Note: I'm not writing all of the sonnets here, just some of them. There are around 40 total. ~Ayen
written by Elizabeth Barrett Browning


VI
Go from me. Yet I feel that I shall stand
Henceforward in thy shadow. Nevermore
Alone upon the threshold of my door
Of individual life, I shall command
The uses of my soul, nor lift my hand
Serenely in the sunshine as before,
Without the sense of that which I forbore--
Thy touch upon the palm. The widest land
Doom takes to part us, leaves thy heart in mine
With pulses that beat double. What I do
And what I dream include thee, as the wine
Must taste od its own grapes. And when I sue
God for myself, He hears that name of thine,
And sees within my eyes the tears of two.

IX
Can it be right to give what I have to give?
To let thee sit beneath the fall of tears
As salt as mine, and hear the sighing years
Re-sighing on my lips renunciative
Through those infrequent smiles which fail to live
For all thy adjurations? O my fears,
That this can scarce be right! We are not peers
So to be lovers; and I own, and grieve,
That givers of such gifts as mine are, must
Be counted with the ungenerous. Out, alas!
I will not soil thy purple with my dust,
Not breathe my poison on thy Venice-glass,
Nor give thee any love, which were unjust.
Beloved, I only love thee! let it pass.

X
Yet love, mere love, is beautiful indeed
And worthy of acceptation. Fire is bright,
Let temple burn, or flax; an equal light
Leaps in the flame from cedar-plank or weed:
And love is fire. And when I say at need
I love thee...mark!...I love thee--in thy sight
I stand transfigured, glorified aright,
With conscience of the new rays that proceed
Out of my face towards thine.

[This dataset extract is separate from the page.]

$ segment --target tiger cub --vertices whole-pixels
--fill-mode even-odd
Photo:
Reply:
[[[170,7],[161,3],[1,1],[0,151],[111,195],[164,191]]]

There's nothing low
In love, when love the lowest: meanest creatures
Who love God, God accepts while loving so.
And what I feel, across the inferior features
Of what I am, doth flash itself, and show
How that great work of Love enhances Nature's.

XLIV
Beloved, thou hast brought me many flowers
Plucked in the garden, all the Summer through
And Winter, and it seemed as if they grew
In their close room, nor missed the sun and showers.
So, in the like name of that love of ours,
Take back these thoughts which here unfolded too,
And which on warm and cold days I withdrew
From my heart's ground. Indeed, those beds
and bowers
Be overgrown wiht bitter weeds and rue,
And wait thy weeding; yet here's eglantine,
Here's ivy!-- take them, as I used to do
Thy flowers, and keep them where they shall not pine.
Instruct thine eyes to keep their colors true,
And tell thy soul, their roots are left in mine.